28Jun10:48 amEST
It's How They Close It
As we saw last Thursday, even the strongest of closes can still be deceiving. Nonetheless, playing the odds it is typical for a corrective market to open impressively with a gap up, such as what we are seeing this morning, only to disappoint newly-minted bottom-fishing longs with a sudden reversal in the afternoon to finish poorly.
Thus, if this market is to continue to build on the Brexit weakness and volatility, one would surmise that a letdown awaits longs this afternoon. Adding complexity to the issue, however, is the long, patriotic holiday weekend ahead, which often compels shorts to back off the gas pedal. Further, we know the last several years have been dominated by stunning "V-shaped" rallies off the sloppiest of charts, erasing bears' hopes for prolonged pullbacks.
Adding up all of these factors leads us to consider to the notion of simply tightening up timeframes and adding extra care to overnight holdings, as we have seen with the violent gaps in the futures markets since Thursday evening.

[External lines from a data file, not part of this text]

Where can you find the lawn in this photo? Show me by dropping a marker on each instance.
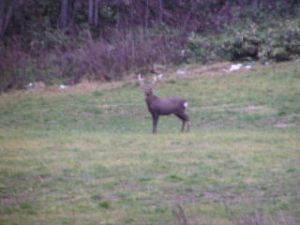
(87, 156)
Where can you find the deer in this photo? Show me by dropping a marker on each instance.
(163, 106)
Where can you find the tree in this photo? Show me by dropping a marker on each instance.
(7, 10)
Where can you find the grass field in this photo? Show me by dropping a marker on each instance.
(87, 156)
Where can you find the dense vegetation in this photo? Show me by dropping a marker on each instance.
(68, 40)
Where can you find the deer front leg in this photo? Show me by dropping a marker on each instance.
(155, 121)
(182, 126)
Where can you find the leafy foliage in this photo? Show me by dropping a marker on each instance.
(278, 41)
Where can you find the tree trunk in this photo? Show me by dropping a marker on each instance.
(91, 12)
(7, 9)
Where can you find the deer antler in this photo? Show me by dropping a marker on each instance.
(157, 78)
(141, 80)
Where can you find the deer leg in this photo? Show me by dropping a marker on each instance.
(155, 121)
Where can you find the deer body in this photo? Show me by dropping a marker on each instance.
(161, 106)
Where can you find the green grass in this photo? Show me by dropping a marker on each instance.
(88, 157)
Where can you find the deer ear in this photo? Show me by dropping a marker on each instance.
(160, 76)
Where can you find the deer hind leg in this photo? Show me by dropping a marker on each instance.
(155, 122)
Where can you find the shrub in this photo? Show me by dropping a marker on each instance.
(270, 41)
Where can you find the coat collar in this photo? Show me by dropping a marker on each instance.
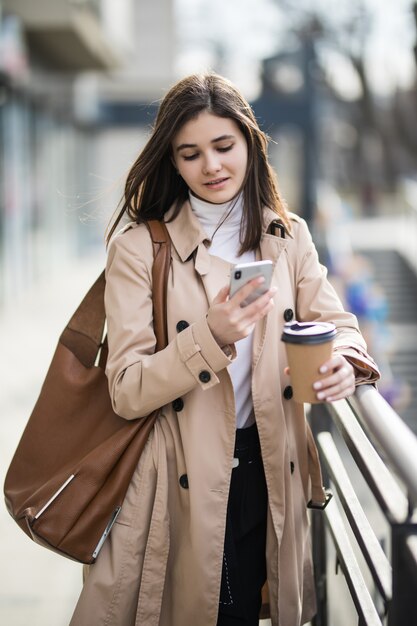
(187, 235)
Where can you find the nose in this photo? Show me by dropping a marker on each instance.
(211, 164)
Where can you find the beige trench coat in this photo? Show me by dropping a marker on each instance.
(162, 563)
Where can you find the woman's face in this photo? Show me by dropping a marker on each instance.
(211, 155)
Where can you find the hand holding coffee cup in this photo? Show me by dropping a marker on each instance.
(317, 375)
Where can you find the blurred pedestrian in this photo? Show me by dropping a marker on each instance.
(217, 504)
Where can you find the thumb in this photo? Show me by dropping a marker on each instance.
(222, 295)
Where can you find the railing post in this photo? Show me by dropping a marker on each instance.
(403, 607)
(320, 421)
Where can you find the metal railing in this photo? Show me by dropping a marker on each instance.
(364, 441)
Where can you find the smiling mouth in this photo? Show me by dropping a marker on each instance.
(217, 181)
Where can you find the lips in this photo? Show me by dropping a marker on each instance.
(216, 181)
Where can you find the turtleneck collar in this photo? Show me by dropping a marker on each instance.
(216, 217)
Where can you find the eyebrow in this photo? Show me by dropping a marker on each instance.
(194, 145)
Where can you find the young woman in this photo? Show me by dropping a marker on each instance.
(217, 505)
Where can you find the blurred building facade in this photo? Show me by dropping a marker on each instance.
(68, 70)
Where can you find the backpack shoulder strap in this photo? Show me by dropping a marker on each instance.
(83, 334)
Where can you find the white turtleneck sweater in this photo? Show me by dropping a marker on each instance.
(225, 243)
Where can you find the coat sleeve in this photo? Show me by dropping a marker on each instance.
(318, 301)
(141, 380)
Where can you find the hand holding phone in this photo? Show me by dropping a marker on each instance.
(242, 273)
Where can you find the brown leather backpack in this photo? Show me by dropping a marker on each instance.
(67, 480)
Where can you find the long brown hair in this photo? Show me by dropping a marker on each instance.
(153, 185)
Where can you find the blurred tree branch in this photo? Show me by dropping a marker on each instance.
(347, 31)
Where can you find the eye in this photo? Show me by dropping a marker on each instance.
(225, 149)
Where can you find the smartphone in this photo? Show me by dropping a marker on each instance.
(244, 272)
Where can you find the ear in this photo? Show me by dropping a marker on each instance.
(174, 165)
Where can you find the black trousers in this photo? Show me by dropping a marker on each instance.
(244, 562)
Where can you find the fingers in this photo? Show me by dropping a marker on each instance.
(229, 321)
(245, 291)
(340, 383)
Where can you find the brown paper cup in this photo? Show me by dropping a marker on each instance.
(308, 346)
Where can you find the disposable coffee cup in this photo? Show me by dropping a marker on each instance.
(308, 346)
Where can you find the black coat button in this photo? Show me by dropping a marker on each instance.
(184, 481)
(204, 376)
(288, 392)
(178, 404)
(182, 325)
(288, 315)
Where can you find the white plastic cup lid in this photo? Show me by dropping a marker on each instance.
(308, 332)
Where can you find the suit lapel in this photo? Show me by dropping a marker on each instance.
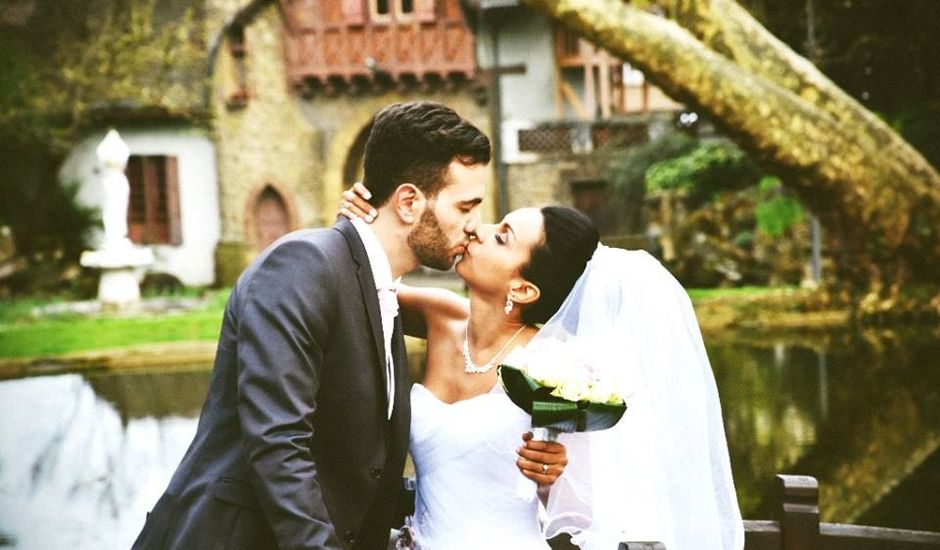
(370, 297)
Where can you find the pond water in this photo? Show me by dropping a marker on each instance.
(83, 457)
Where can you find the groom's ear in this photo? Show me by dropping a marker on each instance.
(408, 202)
(525, 292)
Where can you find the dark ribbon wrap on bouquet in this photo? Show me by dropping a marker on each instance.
(549, 411)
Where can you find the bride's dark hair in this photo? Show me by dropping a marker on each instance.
(569, 241)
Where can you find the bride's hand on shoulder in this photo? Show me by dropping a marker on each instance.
(542, 461)
(355, 203)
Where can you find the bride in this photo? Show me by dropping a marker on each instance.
(662, 474)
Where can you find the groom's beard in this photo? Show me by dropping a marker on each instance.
(429, 244)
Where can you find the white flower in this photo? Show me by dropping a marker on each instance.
(566, 367)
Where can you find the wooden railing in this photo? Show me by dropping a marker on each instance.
(797, 527)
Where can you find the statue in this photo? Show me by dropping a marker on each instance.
(119, 261)
(112, 155)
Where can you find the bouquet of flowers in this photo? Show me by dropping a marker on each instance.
(556, 383)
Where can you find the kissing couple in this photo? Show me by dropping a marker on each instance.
(310, 412)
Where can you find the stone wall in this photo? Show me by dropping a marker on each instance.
(262, 139)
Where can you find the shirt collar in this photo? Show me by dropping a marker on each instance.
(378, 259)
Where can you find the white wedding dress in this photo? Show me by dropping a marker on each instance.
(465, 460)
(662, 473)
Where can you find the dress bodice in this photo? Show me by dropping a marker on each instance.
(465, 460)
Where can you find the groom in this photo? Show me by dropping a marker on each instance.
(302, 439)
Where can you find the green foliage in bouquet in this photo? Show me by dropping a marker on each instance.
(552, 412)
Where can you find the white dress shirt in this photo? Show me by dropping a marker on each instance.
(387, 291)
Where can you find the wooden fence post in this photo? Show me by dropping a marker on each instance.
(799, 512)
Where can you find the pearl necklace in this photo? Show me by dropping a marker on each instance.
(469, 366)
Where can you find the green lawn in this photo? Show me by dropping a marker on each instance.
(735, 293)
(23, 336)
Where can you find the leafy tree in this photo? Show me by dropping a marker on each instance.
(877, 196)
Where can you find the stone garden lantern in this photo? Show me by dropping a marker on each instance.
(116, 257)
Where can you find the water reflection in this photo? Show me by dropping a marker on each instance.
(859, 411)
(83, 458)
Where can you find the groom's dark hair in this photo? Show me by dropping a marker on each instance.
(415, 142)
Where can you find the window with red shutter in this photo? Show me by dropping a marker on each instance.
(153, 215)
(354, 12)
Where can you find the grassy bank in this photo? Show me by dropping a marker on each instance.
(24, 335)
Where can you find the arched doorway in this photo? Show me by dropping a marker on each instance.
(271, 217)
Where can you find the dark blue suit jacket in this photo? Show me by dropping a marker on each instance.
(294, 448)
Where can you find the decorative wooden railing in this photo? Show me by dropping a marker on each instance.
(340, 45)
(797, 527)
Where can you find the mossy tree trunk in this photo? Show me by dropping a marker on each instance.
(877, 196)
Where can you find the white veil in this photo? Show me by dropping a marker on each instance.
(662, 473)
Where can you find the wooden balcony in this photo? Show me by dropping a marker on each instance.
(350, 44)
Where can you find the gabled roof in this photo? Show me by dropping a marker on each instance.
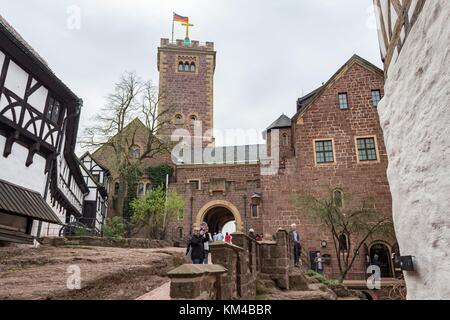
(28, 50)
(282, 122)
(305, 102)
(19, 201)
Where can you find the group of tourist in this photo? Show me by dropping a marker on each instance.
(318, 259)
(198, 246)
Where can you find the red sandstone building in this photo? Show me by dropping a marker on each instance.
(333, 143)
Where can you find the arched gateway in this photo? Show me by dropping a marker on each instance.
(218, 213)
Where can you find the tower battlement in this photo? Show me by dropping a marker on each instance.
(194, 44)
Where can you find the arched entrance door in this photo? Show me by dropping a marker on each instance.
(219, 213)
(380, 255)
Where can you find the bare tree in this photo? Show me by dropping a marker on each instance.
(131, 98)
(353, 225)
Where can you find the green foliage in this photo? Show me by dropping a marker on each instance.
(132, 174)
(81, 230)
(114, 228)
(155, 210)
(358, 224)
(158, 174)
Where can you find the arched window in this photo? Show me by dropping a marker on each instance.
(338, 198)
(285, 140)
(178, 119)
(343, 243)
(140, 191)
(135, 152)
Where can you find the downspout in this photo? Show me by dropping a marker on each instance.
(192, 215)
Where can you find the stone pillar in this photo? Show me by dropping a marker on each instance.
(197, 282)
(228, 256)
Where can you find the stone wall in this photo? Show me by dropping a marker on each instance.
(197, 282)
(358, 181)
(416, 122)
(106, 242)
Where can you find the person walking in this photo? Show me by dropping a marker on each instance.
(228, 238)
(196, 247)
(252, 234)
(207, 235)
(319, 263)
(295, 237)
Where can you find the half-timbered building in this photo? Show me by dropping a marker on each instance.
(40, 179)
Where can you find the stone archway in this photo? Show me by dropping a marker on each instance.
(220, 212)
(380, 254)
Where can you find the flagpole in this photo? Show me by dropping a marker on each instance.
(173, 26)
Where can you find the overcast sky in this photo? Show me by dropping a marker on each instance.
(269, 53)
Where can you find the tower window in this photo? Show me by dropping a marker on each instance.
(135, 152)
(140, 191)
(367, 150)
(376, 97)
(338, 198)
(178, 119)
(285, 140)
(324, 151)
(343, 101)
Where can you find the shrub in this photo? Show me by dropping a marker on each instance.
(114, 228)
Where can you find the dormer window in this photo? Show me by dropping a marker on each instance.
(178, 119)
(343, 101)
(53, 111)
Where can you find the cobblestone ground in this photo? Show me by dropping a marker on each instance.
(106, 273)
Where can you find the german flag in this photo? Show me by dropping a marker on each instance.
(179, 18)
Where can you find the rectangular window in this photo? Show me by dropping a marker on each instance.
(324, 151)
(376, 97)
(367, 150)
(254, 211)
(195, 184)
(54, 110)
(343, 101)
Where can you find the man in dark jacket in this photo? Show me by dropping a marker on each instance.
(196, 246)
(295, 237)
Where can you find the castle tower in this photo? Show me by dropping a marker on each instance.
(186, 83)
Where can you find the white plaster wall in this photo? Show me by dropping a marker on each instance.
(415, 115)
(13, 169)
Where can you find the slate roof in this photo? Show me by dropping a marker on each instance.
(282, 122)
(16, 200)
(25, 47)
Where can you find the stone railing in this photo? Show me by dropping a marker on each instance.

The S&P 500 Index is currently negotiating its 200-day moving average from the underside, after breaching the 2020 level on the cash index yesterday. Issues like recent-IPO TWLO are notably outperforming, as are TWTR and YELP again, but trusting swing longs remains a tough proposition if we see a poor afternoon portion of the session today.
So in spite of the strong cash close, then limit down futures last Thursday/Friday, a strong close today would likely offer bulls some breathing room into the Fourth.